SpecAlign: Efficient Specification-Grounded Alignment of Large Language Models via Synthetic Data

arXiv:2606.16276v1 Announce Type: new Abstract: As large language models (LLMs) are increasingly deployed in real-world applications, alignment is no longer governed by a single universal notion of safety or helpfulness, but instead by provider- or application-specific model specifications. These specifications are typically long, structured, and frequently updated, yet existing alignment pipelines lack a systematic mechanism to operationalize them as training signals. In this paper, we propose specification-grounded alignment, a new alignment paradigm that treats provider-authored model speci
As LLMs move from research to widespread application, the need for precise, custom alignment with diverse business and user specifications becomes paramount, diverging from generalized safety/helpfulness metrics.

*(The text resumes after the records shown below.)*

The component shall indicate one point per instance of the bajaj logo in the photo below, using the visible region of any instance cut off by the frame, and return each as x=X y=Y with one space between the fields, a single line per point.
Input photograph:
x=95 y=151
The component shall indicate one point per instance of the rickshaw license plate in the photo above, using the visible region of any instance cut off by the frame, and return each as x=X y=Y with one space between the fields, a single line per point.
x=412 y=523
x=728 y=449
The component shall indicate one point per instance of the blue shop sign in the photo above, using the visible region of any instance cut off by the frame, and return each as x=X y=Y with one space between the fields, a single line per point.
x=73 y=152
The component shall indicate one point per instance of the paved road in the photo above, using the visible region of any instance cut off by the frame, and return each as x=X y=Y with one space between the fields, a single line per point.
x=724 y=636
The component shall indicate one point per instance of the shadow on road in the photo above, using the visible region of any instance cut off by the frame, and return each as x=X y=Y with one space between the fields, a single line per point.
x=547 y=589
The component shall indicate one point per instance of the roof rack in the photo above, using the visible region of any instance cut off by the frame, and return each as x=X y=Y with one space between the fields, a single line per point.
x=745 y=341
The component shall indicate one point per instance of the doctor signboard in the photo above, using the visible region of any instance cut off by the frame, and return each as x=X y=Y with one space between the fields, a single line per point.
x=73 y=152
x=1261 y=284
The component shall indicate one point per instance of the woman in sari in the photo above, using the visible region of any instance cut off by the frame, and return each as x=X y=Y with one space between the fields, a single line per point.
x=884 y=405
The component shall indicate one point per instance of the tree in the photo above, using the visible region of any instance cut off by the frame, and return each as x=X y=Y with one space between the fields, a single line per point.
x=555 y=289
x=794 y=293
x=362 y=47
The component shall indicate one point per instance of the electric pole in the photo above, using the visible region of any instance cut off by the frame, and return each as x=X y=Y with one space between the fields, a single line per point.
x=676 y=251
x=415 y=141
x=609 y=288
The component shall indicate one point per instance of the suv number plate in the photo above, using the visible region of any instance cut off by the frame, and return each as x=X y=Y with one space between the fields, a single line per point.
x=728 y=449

This development addresses a core challenge in LLM deployment, enabling finer-grained control and mitigating risks associated with misaligned AI behavior, crucial for enterprise adoption.
The methodology for aligning LLMs shifts from broad, universal principles to specific, dynamic specifications, allowing for more tailored and adaptable AI systems in real-world scenarios.
- · LLM developers
- · Enterprises deploying LLMs
- · AI safety researchers
- · AI platform providers
- · LLMs with 'black box' alignment
- · Applications requiring only generic alignment
Increased precision and customization in LLM behavior, reducing the gap between model capabilities and application requirements.
Faster iteration and deployment of LLM-based solutions in regulated or specialized industries due to improved adherence to specific guidelines.
Potential for new 'alignment as a service' offerings, where providers specialize in translating complex specifications into actionable LLM training signals.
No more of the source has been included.